I walked down Third Street to The Highlands to check out the pictures I had set up on easels in the lobby, displaying some old photos of the neighborhood, explaining the history of the landscape before the assisted living quarters were built. On the asphalt parking lot in front of the entrance, I saw Doctor Joe. He was puffing away at his pipe. I asked him what his favorite, fragrant tobacco was. I told him I used to smoke Briggs, with the tin that said, “When a Feller Needs a Friend.”
I don’t call my new friend “Joe.” I call him more properly, “Dr. Baruch.” I recognize him from a prior glimpse. He stands at the portal like a host, casual and smiling. I know the slight European accent. To me it says, he came from Budapest, Hungary. I have visited his native city and country in quest of information about the victims, rescuers and survivors of the Nazi occupation in World War II. I am eager to find out something about my neighbor who dwells behind my back yard.
Don’t ask too many questions, I warn myself. You may intrude too suddenly upon his inner memories. So, instead, I tell him about my friendships here on the East Side of Providence and drop some names. I show off my familiarity with the hero of Budapest, Raoul Wallenberg, who set up a house to serve as neutral Swedish headquarters for the production of papers that might protect Jewish, and other, citizens in danger of deportation to the death camps.
“Did you know or witness Wallenberg?” I made so bold as to inquire. “No, but I knew of him,” he answers, in a not-unfriendly, not wary, tone. And so, in short order, I get an outline. How he put in his time in a slave labor camp. How he hid out with a kindly family. That he made his way after liberation westward to Vienna, where he became acquainted with the Auschwitz survivor, Victor Frankl. “He wrote a book about his recovery,” Dr. Baruch said briefly. I answered, “I know his philosophy ... he called his therapy, ‘Meaning’.”

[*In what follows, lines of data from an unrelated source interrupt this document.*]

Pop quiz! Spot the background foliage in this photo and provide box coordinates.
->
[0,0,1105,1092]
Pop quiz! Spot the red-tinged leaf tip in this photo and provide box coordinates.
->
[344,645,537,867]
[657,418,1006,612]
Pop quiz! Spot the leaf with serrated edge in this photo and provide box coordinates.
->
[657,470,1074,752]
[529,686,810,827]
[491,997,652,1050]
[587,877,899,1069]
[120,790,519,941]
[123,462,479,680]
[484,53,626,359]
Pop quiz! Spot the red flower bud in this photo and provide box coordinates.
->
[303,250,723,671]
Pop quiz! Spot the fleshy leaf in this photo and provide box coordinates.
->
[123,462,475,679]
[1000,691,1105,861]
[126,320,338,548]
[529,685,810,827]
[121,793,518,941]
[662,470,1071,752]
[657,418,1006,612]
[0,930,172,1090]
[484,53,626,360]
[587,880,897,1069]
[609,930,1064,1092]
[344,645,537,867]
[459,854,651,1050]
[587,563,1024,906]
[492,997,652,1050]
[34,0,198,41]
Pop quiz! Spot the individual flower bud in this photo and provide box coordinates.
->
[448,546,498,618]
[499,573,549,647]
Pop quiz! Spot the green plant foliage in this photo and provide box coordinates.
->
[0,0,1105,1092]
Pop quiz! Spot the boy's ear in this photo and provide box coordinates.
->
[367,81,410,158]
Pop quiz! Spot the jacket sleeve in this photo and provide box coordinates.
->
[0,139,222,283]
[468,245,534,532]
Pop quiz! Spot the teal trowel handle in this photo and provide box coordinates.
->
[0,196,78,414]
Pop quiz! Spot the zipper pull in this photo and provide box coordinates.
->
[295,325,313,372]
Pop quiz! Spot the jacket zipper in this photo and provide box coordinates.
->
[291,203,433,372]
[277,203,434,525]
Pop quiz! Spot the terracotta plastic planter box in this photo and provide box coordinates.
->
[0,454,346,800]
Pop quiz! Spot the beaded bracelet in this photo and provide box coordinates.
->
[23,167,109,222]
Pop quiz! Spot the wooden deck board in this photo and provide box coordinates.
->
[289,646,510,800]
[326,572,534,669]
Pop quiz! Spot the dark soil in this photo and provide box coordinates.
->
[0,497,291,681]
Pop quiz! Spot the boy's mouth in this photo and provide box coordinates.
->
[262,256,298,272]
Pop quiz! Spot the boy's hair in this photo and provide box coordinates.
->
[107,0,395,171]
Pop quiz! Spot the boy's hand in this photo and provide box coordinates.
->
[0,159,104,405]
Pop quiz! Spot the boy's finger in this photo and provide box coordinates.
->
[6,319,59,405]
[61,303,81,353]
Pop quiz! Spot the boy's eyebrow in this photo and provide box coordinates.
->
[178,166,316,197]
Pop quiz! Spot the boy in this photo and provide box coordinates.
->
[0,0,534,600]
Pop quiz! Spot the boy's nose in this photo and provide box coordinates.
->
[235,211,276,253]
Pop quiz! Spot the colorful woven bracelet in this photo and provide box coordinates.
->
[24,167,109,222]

“In 1948, I succeeded in coming to America,” concluded Dr. Baruch, whose name means “Blessed.” He was saved perhaps, in part, by his inner serenity, the quality that attracted me the first time I saw him here among the automobiles, under a calm blue October sky. I was, for the moment, satisfied with this brief interlude, in hopes that, somehow, we might meet again, over a cup of tea. I found a treasure in my yard on a sunny Sunday.
As I climbed back upward on Third Street, a hillside of small bungalows that abuts the environment of The Highlands, I saw the fall flowers around the tree trunks at the sidewalk and felt the pleasure of being moved by those few moments in the aroma of the pipe – a sort of peace pipe – in the company of just the person I had been seeking.
Hasids claim that whoever crosses your path serves as a sort of angel or messenger. I found mine in Dr. Joe.